I'm going to re-run the comparison of extrapolated directory bytes and our estimate based on the difference between written and read total bytes.
Also, I was wrong that relays need to upgrade to 0.2.2.x to report directory stats by default. It's 0.2.3.x that they need to upgrade to. Relays on 0.2.2.x would have to add DirReqStatistics 1 and ExtraInfoStatistics 1 to their torrc to report directory stats.
It looks like the directory bytes estimate isn't that bad. The problem is just that we don't have enough directory mirrors reporting directory-request statistics to us. See the attached graph dir-bytes-estimate.pdf for the details.
The blue line shows the extrapolated directory byte metric for all directory mirrors. This line should be pretty reliable except for the first few days in August 2010 when only a few directory mirrors reported directory bytes. But we cannot use this line, because it only reaches back to August 2010 and we want user statistics since August 2009.

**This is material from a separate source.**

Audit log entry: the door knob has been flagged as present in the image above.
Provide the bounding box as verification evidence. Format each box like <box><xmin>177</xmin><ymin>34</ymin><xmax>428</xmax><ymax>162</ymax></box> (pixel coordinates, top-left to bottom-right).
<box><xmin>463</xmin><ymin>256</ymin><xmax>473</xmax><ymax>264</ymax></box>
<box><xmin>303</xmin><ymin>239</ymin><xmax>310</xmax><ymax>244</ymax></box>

The red line is our directory byte estimate based on the difference between written and read total bytes. I would have expected a bigger distance from the blue line or a much higher volatility. But great, in theory, the estimate still works fine.
Now, the green line is the same estimate, but only for directory mirrors reporting directory request statistics. We use the quotient of the red and green line to compute our "fraction" in the other graph. I marked the same four points with purple dots when our user number skyrocketed.
My conclusion would be that there need to be more and faster directory mirrors reporting directory request statistics than on those four days. If we reach around 1/3 or 1/2, bandwidth-wise, of directory mirrors reporting directory request statistics, we should do okay.
My conclusion would be that there need to be more and faster directory mirrors reporting directory request statistics than on those four days. If we reach around 1/3 or 1/2, bandwidth-wise, of directory mirrors reporting directory request statistics, we should do okay.
Is there an easy way for us to track this fraction over time? I want to a) know where the fraction is now, and b) figure out if we should try to make it default in 0.2.2, or just harass the fast relays into setting it manually.